Over the past 5 years, on average, the number of learners in Western Cape schools has increased by 19 000 each year, and additional learners continue to need places every year.
To address this demand for placement, the Western Cape Government passed the largest budget for education that our province has ever seen in March 2023, including a R2.9 billion infrastructure plan to build 21 new schools and 289 additional classrooms at existing schools.
This plan was to build on the success of the Rapid School Build programme implemented in 2022, and our delivery of 788 additional classrooms for the 2023 school year, which was a dramatic increase in the pace of delivery compared to previous years.
However, in June 2023, our plan came to an immediate halt when the National Treasury indicated that there would be serious cuts to our provincial funding, but that they could not specify how severe these would be.
Frustratingly, we had no choice but to pull the handbrake on spending until further clarity was provided.

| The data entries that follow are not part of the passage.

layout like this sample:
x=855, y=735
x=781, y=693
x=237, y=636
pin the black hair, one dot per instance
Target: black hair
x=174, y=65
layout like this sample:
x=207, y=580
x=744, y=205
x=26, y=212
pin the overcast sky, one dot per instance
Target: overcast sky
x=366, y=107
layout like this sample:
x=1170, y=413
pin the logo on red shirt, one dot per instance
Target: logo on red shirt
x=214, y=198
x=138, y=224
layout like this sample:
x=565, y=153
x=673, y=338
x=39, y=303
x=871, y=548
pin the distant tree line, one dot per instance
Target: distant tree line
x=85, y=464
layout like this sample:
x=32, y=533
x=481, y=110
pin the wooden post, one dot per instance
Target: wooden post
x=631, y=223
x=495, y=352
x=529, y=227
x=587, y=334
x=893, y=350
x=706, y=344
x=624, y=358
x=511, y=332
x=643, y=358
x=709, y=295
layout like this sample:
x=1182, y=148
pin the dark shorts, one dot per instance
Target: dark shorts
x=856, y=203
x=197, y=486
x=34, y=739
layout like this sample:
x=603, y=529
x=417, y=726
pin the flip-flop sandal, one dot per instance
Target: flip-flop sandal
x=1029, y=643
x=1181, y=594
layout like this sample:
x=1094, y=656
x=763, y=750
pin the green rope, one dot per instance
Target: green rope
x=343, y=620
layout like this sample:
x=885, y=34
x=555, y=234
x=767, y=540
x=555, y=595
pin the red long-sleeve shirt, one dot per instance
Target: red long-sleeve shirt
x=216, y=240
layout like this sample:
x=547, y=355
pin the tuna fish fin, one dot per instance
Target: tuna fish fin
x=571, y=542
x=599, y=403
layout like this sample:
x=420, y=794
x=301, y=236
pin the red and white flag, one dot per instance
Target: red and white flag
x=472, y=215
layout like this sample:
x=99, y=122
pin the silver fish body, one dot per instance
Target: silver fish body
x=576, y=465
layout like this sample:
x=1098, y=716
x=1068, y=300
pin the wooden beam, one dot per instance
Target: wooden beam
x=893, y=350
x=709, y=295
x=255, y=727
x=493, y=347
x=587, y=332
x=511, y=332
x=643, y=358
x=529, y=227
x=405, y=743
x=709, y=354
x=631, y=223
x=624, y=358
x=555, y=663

This created an environment of extreme uncertainty with an immediate impact on our plans for infrastructure, as we could not enter into contractor agreements without having certainty that we would have the funds to pay them.
We have now been officially informed of how the fiscal emergency will affect the Western Cape Education Department’s budget.
The National Treasury has decided not to provide all of the funding owed to our province to cover the wage increase it negotiated for public service in this financial year. Instead, our department will only receive 64% of the funding due to us, which means we are being short-changed by R537 million.
Which is why the Western Cape Government has declared an inter-governmental dispute on the shortfall for funding the increased wage bill with national government to ensure that we get our fair share.
At the same time, the Department of Basic Education cut our conditional grants by R179.4 million:
In other words, the national government has dealt a massive R716.4 million blow to our ability to build and maintain schools, and pay teachers. And as a result, we face a R248 million cut specifically to our infrastructure budget within the financial year.
What makes this cut particularly devastating is that, for the first time ever, these cuts were made within the current financial year, and thus take effect immediately, at exactly the time when the demand for placement is highest.
Fighting to expand access to education despite cuts
Despite this blow, we are fighting hard to expand the number of places available at schools in the Western Cape.
We will still build 9 new schools to accommodate the learners applying for the 2024 school year, as well as 496 classrooms in areas of high demand for placement.
In total, our revised plan aims to deliver 608 additional classrooms across the province, which is still more than double the average number built annually before 2022/2023, despite the infrastructure budget cut.
As always, we will be honest and upfront about the risks. We continue to battle those who seek to exploit, disrupt and criminally damage our school construction sites, and will not back down in our fight against the construction mafia.
Details of our legal action against those disrupting construction at the Blueridge Sports complex are available here: https://wcedonline.westerncape.gov.za/news/interdict-granted-against-disruption-blueridge-school-construction
We will also have to cope with the delays caused by the unforgiveable budget uncertainty created over the past few months by the national government. Any delays in the availability of materials, or problems on build sites, will mean that classrooms might be delayed.
We will do everything we can to overcome these challenges, with the ongoing support of our school communities, officials, contractors and local government partners, so that we can find a place for all the learners whose parents have applied.
As of 22 November 2023, we have allocated places for 119 110 or 98.7 %, of the learners for whom applications were received for Grade 1 and 8 for the 2024 school year.
Placement is in progress for 1 568, or 1.3%, Grade 1 and 8 learners. Of these, 636 are learners for whom late applications were received after the admissions window closed, with some arriving as late as this past week.
We understand that this is a stressful and anxious period for these parents. As a department, we are asking parents to work with us as we try to accommodate their children as soon as possible. We are exploring all available options to find a place for these learners for the start of the school year.
Importantly, we are waiting for final progression and promotion data from schools, so that we can finalise their admission lists and place learners in classes with additional space. Schools historically hold onto some spaces to plan for the possibility of learners repeating the grade, thus still requiring a seat in that class. If the number of learners repeating the grade is lower than planned, this will free up additional spaces.
Our officials and schools are working hard under extreme pressure to make sure that they find a place for every child. We are leaving no stone unturned in our effort to place every learner, and we will continue to work to finalise placement for all remaining learners.
Extremely late applications
We have put a great deal of effort into encouraging parents to apply on time during the admissions applications window, between 13 March 2023 to 14 April 2023. We provided pop-up sites across the province for parents to be assisted if they could not apply online. And our district offices have been accepting walk in applications since the online applications closed.
Despite this, we know that many thousands of learners will arrive in the first term next year needing placement. We do not know where they will seek placement, or what their grades, languages, ages or subject choices will be. So planning our resource allocation for these extremely late applicants in advance is very difficult, and their parents will have to wait some time before their child is placed.
We will work to place every learner for whom an application is received going forward, but we want to be clear that Western Cape schools are full, and thus we appeal for patience from parents submitting new applications as they may not be placed before the end of the first term.